Dans les environs de St-Claude, celles de Chassal et de Pratz, associées à la marbrerie de Molinges, étaient les plus importantes.

A la fin de l’ère secondaire, il y a 115 millions d’années, le Jura était encore (mais plus pour très longtemps) une mer tropicale peu profonde.

Sur ses fonds marins se sont déposés jusqu’à deux cents mètres de sédiments fins, dont il ne reste aujourd’hui que quelques dizaines de mètres au creux des synclinaux de la Haute-Chaîne ou entre Besançon et Gray.

Dans la région de St-Claude, ces calcaires présentent un profil particulier : ils ont été fortement fracturés lors des plissements de la chaîne jurassienne, puis la calcite, teintée de produits de dissolution a recristalisé dans les fissures.
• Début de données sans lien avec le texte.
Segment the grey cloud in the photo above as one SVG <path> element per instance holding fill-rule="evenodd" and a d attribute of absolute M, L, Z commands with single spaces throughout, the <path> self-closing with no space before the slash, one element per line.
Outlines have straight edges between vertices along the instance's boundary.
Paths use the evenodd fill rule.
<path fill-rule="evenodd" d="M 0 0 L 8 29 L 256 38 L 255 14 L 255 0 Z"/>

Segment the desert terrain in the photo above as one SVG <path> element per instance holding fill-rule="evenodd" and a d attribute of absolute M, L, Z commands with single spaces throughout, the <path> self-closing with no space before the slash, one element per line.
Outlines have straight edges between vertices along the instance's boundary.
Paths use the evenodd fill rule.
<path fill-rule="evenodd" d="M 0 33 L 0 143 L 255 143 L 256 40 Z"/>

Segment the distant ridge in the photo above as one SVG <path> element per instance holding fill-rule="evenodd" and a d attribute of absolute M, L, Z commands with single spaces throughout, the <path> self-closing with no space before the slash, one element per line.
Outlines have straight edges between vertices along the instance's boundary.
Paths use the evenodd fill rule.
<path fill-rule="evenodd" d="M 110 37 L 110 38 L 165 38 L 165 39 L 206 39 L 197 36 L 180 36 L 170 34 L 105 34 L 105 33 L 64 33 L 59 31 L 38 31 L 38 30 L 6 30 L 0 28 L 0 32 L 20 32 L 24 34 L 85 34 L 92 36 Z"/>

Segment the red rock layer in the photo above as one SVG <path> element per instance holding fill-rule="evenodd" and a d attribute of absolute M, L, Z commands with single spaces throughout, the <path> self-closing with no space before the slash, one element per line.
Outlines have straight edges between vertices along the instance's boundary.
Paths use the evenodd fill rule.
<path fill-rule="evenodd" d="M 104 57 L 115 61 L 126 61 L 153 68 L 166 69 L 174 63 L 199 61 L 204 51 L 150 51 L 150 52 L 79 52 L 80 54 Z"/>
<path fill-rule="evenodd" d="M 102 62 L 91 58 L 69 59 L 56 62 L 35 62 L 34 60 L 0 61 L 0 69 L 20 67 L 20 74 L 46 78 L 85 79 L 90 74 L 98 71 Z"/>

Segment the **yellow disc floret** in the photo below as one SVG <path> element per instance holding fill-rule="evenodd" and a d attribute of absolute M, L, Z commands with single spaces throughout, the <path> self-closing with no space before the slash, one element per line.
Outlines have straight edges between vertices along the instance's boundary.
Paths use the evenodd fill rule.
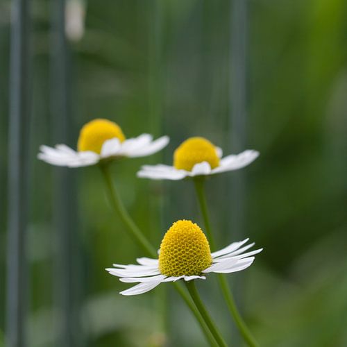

Ces calcaires fins et veinés sont aptes au polissage et ont été exploités dans de nombreuses carrières de la région de St-Claude.

Ils ont pris la dénomination de "marbre" auprès des carriers et sculpteurs, mais les vrais marbres étant des roches métamorphiques, ce sont en réalité, au sens géologique, des "pierres marbrières".

Les deux principales carrières se trouvent à Pratz et à Chassal, de part et d’autre de la vallée de la Bienne.

la Carrière de Chassal

C’est en 1768 que le curé du village découvrit cette pierre veinée jaune ou violette, à laquelle on donna le nom de brocatelle de par sa ressemblance avec les brocards, étoffes brochées de fils précieux.

La brocatelle a été utilisée du XVIIIe au XXe siècle pour réaliser des plaques de commodes, bahuts, crédences, tables de chevet...

La carrière a été exploitée à ciel ouvert à partir de 1822.
Les blocs sont détachés au pic, au coin, à la broche et à la masse, puis écartés à l’aide de pinces à talon (leviers), enfin traînés au treuil jusqu’à l’aire de stockage à l’aide de rondins.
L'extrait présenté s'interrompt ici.